Joining a growing legion of successful brick-and-mortar restaurateurs who have embraced the food truck craze as a way to grow their business, Singh sees the new wheels as a chance to better serve the curry-loving community. He said the truck will be deployed to events and do private catering in addition to parking on the curb for walk-up service.
Able to prepare two or three entrees at a time, Singh said fans of his existing eatery will find the offerings familiar. He's not limiting the truck's range to Wilmington, either.
"We can use it for anything," Singh said. "We're planning to go to Southport one day a week, Castle Hayne, small towns that can't support an Indian restaurant."
To follow the truck's path through the region, Singh says the restaurant's Facebook page is the best bet. To book him for a catering event call 799-2089.
"Look in the mirror: That's your competition."
"You aren't going to get the butt you want by sitting on the one you have."
"If you still look cute at the end of your workout, you didn't train hard enough."
These slogans and scores of similar mantras cover most of the available wall space in Don Varady and Evonne White's new restaurant. As you can probably guess, they are not a deep-fried or butter-poached kind of operation.
What they are, however, is one of very few fitness-first eateries in the Wilmington area.
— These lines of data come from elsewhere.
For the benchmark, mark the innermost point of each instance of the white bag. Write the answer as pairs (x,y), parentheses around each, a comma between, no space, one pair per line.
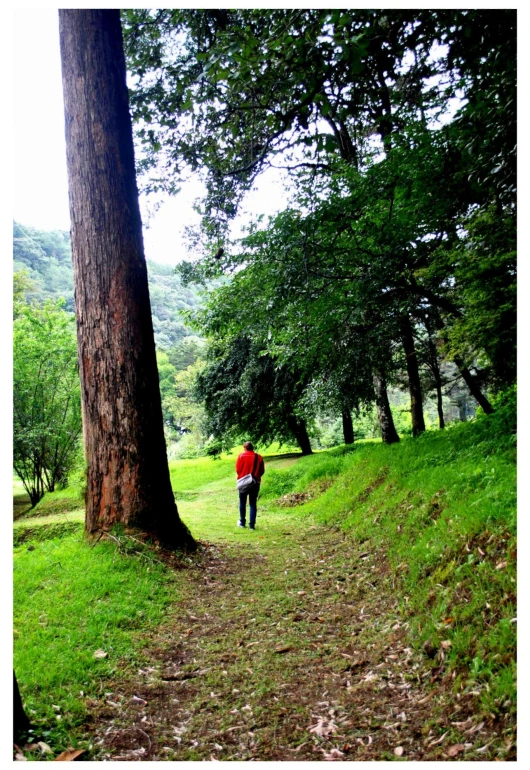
(246,482)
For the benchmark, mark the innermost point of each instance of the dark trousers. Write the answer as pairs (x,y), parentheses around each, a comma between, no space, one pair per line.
(252,495)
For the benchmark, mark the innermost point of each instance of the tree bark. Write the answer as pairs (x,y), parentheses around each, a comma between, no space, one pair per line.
(435,369)
(21,723)
(473,386)
(386,421)
(347,426)
(128,477)
(416,400)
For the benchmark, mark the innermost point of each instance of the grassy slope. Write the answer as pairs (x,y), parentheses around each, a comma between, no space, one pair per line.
(441,507)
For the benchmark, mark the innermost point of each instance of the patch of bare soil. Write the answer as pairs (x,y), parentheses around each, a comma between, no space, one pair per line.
(298,652)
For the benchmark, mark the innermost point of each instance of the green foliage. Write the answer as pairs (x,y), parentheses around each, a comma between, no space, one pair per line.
(435,514)
(246,393)
(400,212)
(72,600)
(45,258)
(46,399)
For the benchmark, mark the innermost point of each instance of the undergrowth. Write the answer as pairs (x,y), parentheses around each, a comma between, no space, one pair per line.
(443,508)
(440,509)
(79,616)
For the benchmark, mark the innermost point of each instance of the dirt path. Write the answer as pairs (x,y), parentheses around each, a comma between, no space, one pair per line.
(293,651)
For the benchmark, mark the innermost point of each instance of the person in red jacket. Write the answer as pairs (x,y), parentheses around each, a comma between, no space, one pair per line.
(245,464)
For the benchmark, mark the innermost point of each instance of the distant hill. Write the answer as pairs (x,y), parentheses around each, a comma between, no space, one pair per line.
(46,258)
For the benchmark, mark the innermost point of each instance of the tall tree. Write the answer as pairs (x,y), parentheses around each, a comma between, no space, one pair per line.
(46,406)
(128,476)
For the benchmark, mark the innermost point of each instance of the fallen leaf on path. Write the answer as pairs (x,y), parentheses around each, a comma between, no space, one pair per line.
(457,748)
(324,727)
(69,755)
(435,743)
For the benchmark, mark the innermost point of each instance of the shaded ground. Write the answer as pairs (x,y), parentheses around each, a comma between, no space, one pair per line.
(293,652)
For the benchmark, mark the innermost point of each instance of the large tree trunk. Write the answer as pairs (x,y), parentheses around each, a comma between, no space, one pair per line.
(416,400)
(473,386)
(299,429)
(347,426)
(435,368)
(386,421)
(128,476)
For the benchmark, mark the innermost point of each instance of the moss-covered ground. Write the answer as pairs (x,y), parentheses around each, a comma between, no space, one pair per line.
(370,616)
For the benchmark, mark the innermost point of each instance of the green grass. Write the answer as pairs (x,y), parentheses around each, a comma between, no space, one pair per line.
(70,601)
(443,508)
(440,508)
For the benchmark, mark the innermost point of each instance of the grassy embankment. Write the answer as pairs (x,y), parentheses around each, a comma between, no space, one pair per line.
(441,508)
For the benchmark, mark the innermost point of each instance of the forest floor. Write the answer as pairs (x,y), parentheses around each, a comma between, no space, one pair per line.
(286,644)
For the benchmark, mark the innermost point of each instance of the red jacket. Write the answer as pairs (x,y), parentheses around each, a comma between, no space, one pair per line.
(245,463)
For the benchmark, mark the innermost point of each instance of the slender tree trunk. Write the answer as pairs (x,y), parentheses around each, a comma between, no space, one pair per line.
(435,368)
(128,476)
(347,426)
(388,429)
(439,397)
(473,386)
(416,400)
(299,429)
(21,723)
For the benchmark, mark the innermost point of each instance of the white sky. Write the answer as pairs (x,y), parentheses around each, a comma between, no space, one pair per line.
(33,155)
(41,188)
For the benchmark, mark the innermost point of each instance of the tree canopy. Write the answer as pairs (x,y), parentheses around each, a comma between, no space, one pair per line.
(397,128)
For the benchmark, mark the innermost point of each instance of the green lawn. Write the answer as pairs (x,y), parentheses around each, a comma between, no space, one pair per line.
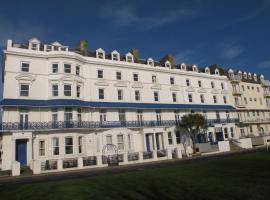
(242,177)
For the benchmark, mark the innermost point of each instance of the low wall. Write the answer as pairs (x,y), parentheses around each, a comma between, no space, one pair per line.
(204,147)
(224,146)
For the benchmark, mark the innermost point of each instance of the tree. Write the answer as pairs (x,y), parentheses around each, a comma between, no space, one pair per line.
(193,124)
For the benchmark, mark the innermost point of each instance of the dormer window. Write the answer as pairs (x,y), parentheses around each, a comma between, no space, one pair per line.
(168,64)
(150,62)
(194,68)
(100,54)
(115,56)
(207,70)
(34,46)
(49,48)
(255,77)
(129,57)
(183,66)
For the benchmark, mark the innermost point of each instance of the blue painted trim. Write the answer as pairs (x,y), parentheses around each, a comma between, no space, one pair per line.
(95,104)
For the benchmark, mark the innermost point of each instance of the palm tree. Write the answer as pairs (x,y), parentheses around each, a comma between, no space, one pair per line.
(193,124)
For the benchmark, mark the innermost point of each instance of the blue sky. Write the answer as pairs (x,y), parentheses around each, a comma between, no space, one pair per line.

Clean Eatz features a menu built of items less than 500 calories and 10 grams of fat, but Varady stresses that they're happy to create on the fly for any specific diet needs from gluten-free to paleo and everything in between.
"The demographic is all over the place," Varady said. "There's something here for everyone."
While they aren't printed on the menu, White said she's worked up Weight Watchers points for everything, and is happy to help anyone following that popular program. They also offer a packaged meal service, with prices starting at $35 for five meals.
The couple, who ran a restaurant called Lo Cal Cafe in the St. Louis area, had hoped to relocate to Florida, but the hunt for real estate was a bust. The pair are avid bodybuilding and fitness competitors, and during a chance conversation with industry icon Jen Hendershott at the Arnold Classic bodybuilding event, they were left with advice that changed their plans completely.
"She said, ‘Wilmington, go to Wilmington,'?" White recalled.
In a beautiful stroke of serendipity, Clean Eatz is located within crawling distance of a perfect customer base. Scouring the Internet for a possible location, they stumbled across a Craigslist ad for the cafe space, and decided to make the 16-hour drive to scout the location out, having no idea that Gold's Gym is located just doors down at 200 Racine Drive.
"We stayed at the Hampton Inn, worked out at Gold's the next day and came over to sign the deal here," White said.